Swimming can broaden the shoulders, but only to a certain degree. Much of a person’s shoulder width is determined by their bone structure, not their shoulder muscle. Even if the shoulders do grow in response to swimming, this transformation is typically only seen in competitive swimmers.

We will explore why it’s possible for swimming to broaden your shoulders in the sections below. Following that, we will address additional topics like whether it’s common for all swimmers to get broad shoulders and the various factors that promote shoulder growth in swimmers.

How Swimming Can Broaden Your Shoulders Over Time

The archetypical “broad-shouldered” look of swimmers is no fluke.
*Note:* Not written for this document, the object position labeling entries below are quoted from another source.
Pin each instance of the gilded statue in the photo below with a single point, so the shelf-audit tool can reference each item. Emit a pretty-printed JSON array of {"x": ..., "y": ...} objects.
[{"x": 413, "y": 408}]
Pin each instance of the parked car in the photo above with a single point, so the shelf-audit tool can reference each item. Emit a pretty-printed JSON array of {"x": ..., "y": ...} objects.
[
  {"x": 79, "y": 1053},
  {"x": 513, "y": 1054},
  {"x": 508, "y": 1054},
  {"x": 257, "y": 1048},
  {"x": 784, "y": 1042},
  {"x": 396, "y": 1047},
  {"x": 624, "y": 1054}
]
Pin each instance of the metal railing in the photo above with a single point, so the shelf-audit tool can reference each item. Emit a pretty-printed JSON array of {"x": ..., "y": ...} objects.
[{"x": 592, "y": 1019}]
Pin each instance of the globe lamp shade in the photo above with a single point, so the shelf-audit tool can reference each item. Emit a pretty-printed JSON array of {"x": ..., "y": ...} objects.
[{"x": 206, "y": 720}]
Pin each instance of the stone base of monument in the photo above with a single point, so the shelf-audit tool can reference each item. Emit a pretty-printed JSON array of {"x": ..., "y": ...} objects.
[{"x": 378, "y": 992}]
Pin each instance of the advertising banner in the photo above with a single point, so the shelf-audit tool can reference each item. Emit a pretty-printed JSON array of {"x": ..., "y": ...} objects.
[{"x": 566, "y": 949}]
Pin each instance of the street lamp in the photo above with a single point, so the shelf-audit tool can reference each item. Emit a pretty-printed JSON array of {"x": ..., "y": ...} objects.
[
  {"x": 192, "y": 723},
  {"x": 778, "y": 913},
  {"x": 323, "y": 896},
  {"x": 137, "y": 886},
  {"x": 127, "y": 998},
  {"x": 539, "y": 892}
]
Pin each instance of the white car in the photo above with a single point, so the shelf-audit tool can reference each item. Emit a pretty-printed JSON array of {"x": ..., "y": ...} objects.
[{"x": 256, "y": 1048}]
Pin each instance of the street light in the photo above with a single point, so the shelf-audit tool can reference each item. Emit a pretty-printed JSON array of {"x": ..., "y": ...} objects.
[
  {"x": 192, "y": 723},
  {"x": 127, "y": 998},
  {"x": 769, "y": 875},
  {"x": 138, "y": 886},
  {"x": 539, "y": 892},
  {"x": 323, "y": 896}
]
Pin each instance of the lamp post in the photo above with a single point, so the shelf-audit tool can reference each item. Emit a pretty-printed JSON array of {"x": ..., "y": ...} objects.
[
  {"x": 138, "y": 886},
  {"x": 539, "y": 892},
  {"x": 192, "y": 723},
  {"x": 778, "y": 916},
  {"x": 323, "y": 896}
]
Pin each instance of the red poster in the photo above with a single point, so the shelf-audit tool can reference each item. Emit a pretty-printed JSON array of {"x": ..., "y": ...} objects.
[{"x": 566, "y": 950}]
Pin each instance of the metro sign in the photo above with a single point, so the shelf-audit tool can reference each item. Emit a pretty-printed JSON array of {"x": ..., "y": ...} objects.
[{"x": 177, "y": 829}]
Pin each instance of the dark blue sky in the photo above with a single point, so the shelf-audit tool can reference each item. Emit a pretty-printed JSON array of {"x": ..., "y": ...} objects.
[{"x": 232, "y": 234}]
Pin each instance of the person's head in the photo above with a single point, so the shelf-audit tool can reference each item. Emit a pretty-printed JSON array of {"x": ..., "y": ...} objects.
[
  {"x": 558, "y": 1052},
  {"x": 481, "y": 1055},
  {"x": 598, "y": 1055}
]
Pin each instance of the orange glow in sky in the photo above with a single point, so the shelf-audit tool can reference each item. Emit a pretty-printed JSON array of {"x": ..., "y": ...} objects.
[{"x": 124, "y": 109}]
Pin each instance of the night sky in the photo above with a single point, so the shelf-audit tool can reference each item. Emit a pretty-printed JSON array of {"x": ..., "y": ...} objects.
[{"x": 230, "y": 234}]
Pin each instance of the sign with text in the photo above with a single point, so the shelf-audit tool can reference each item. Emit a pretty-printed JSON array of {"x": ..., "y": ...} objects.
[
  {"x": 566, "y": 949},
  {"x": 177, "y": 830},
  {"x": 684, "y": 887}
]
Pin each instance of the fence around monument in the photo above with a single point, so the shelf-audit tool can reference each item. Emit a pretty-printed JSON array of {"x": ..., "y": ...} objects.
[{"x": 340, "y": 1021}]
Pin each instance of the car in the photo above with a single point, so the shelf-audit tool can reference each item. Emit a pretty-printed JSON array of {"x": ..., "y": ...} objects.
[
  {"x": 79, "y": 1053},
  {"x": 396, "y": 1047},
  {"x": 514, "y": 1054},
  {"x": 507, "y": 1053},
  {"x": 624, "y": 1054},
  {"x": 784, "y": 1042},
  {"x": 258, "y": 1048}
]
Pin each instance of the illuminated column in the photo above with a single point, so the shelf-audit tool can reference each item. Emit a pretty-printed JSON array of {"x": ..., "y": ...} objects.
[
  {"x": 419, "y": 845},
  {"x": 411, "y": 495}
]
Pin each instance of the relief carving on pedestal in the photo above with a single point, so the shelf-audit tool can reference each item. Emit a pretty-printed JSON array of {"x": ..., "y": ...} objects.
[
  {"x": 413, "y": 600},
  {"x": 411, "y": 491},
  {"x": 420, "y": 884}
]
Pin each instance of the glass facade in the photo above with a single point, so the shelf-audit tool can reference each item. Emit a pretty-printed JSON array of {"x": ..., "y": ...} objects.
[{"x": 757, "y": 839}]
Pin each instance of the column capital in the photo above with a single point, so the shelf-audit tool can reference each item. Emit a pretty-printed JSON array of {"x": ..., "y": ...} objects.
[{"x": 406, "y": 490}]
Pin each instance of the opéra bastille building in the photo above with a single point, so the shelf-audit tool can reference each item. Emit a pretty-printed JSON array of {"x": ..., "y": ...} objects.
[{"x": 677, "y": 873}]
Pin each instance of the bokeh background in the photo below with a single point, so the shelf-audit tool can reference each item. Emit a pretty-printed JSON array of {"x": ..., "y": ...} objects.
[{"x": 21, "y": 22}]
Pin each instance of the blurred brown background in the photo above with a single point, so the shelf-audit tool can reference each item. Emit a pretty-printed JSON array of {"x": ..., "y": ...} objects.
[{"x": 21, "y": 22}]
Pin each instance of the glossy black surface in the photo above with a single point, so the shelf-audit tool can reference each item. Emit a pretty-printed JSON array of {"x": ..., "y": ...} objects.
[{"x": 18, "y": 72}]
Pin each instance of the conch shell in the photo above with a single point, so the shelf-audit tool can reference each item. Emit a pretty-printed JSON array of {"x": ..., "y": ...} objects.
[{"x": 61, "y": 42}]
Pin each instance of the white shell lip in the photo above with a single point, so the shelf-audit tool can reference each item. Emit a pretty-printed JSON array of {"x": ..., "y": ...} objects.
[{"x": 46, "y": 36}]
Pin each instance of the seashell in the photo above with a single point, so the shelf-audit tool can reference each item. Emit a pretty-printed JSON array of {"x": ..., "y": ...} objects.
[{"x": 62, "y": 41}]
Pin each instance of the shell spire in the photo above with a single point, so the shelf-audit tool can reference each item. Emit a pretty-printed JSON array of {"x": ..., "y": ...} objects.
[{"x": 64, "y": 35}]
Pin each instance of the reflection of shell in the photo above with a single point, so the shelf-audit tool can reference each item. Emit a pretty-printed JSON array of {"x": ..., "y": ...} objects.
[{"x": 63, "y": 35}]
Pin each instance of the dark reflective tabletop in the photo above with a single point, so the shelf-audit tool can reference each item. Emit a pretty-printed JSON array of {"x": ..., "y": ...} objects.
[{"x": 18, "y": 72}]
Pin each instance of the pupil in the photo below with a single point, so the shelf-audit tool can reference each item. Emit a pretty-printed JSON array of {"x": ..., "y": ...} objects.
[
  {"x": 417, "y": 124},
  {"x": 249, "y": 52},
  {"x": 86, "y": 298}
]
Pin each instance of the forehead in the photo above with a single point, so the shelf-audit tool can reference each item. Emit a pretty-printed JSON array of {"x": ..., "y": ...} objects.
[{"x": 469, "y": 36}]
Swimming does have the capacity to build muscle, particularly in the shoulders. The reason for this traces back to the fundamental mechanics by which the body builds muscle, which we will revisit now.

How Swimming Can Lead to Superior Shoulder Development

Muscular growth only occurs when the muscle fibers are placed under a considerable load and subsequently damaged. These muscles come back larger than they were before during the recovery process, in what is known as muscular hypertrophy (source).

Swimmers put their shoulders under perpetual strain with practically each and every swimming stroke. The shoulder muscles are relied upon to guide the arms forward and into the water time and time again.

Think about the freestyle stroke for example. The shoulder muscles are responsible for letting a swimmer reach out in front of them to ready themselves for the upcoming stroke. This reaching maneuver, combined with the subsequent pull through the water, puts stress on the muscles when the shoulder is at its most extreme range of motion—180° over the swimmer’s head.

The stability and range motion required of the shoulder girdle to perform this movement is unparalleled. With everyday activities, the shoulders are only activated when they’re in a shortened state. It’s not very often that we put our shoulder under such stress when the muscles are lengthened practically to their fullest degree.

Over the course of a single workout, the shoulders could be called upon to perform this same taxing movement hundreds to thousands of times. And that’s just one single workout!

The sheer frequency of movement demanded of the shoulder muscles, combined with the unorthodox range of motion, is sufficient to build muscle in the long term.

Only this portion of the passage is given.